Mr. Kohn said going forward, the magazine would continue publishing regularly online, with an occasional special edition in print. The magazine will continue to be published in some markets overseas through licensing agreements.

“Over the past 66 years, we’ve become far more than a magazine and sometimes you have to let go of the past to make room for the future,” he said

After Mr. Hefner’s death at age 91, the company began to re-evaluate the future of the money-losing U.S. magazine, which was scaled back to six issues a year from 10 in 2017, after a brief period in which it stopped printing nude pictures. Previously, the magazine had lost as much as $7 million annually as U.S. circulation tumbled to a few hundred thousand an issue from 5.6 million at the peak in 1975.

In recent years, Playboy Enterprises has primarily become a licensing business, making money by placing the Playboy name and its distinctive bunny-ear logo on clothing lines, casinos, fragrances, wallets and more.

In 2018, Mr.

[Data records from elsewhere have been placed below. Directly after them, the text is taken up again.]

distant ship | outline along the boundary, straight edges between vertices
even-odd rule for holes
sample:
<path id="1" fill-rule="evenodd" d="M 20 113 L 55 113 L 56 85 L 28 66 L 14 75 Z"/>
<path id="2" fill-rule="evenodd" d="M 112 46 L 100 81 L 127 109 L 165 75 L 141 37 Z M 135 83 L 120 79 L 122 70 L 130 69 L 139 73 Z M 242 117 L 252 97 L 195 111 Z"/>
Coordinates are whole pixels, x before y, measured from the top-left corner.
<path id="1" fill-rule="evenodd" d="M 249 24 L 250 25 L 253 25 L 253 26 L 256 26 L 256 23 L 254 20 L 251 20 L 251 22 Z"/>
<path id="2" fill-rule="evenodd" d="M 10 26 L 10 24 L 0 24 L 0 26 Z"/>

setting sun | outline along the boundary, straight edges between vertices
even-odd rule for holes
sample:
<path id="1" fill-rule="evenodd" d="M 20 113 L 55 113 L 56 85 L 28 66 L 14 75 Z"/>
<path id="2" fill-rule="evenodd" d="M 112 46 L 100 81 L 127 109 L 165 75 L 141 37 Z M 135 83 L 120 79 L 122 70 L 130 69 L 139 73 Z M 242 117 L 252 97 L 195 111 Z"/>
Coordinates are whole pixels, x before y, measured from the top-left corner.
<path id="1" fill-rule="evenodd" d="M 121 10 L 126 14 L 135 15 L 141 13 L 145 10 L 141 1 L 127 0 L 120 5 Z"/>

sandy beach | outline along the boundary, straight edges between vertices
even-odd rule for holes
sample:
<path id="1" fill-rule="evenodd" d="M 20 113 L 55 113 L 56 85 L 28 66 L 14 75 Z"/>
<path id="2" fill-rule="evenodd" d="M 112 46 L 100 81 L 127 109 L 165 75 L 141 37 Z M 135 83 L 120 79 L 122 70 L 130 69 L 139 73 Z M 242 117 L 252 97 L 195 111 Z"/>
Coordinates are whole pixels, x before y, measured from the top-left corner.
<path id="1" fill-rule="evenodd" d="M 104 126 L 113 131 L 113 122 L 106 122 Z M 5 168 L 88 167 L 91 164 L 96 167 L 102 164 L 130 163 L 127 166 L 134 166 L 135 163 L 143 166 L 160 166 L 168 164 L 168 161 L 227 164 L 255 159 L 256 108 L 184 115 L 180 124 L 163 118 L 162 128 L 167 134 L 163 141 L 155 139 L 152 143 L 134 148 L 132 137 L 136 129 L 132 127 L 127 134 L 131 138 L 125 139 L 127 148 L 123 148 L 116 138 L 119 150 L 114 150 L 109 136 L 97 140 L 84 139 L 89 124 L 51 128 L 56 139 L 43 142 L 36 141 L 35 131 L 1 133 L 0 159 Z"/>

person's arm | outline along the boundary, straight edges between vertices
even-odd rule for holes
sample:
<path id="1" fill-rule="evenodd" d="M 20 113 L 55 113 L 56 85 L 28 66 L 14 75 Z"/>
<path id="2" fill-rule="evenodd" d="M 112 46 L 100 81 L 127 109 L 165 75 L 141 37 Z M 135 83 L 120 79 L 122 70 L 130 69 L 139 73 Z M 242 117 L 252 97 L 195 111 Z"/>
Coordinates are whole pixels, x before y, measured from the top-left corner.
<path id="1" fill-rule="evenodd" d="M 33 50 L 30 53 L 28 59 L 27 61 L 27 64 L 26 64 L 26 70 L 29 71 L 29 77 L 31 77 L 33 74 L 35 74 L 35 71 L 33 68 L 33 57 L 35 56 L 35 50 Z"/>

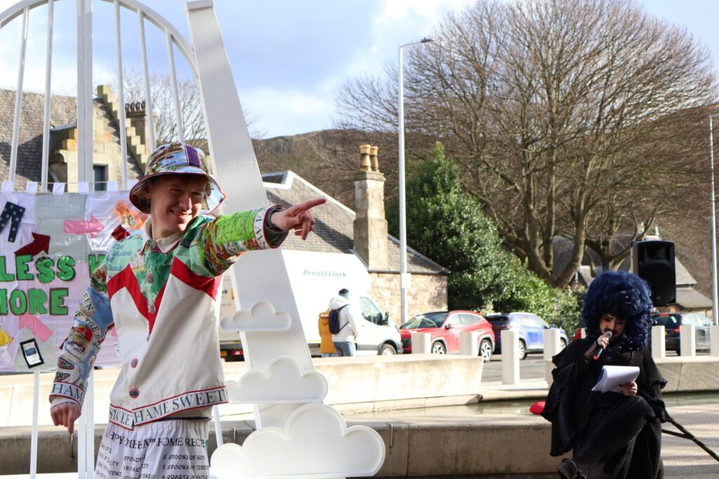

Kohn said the company was considering ending its run in print entirely, but it later decided to cut back to quarterly publication, featuring three nude playmates in each issue. That same year, the company’s majority owner, private-equity firm Rizvi Traverse, bought out Mr. Hefner’s family’s roughly 35% stake for $35 million. Rizvi Traverse took control of Playboy in 2011, when it helped Mr. Hefner take the company private.

Last April, Mr. Hefner’s son Cooper stepped down as chief content officer, severing the last ties between the publication and the Hefner family.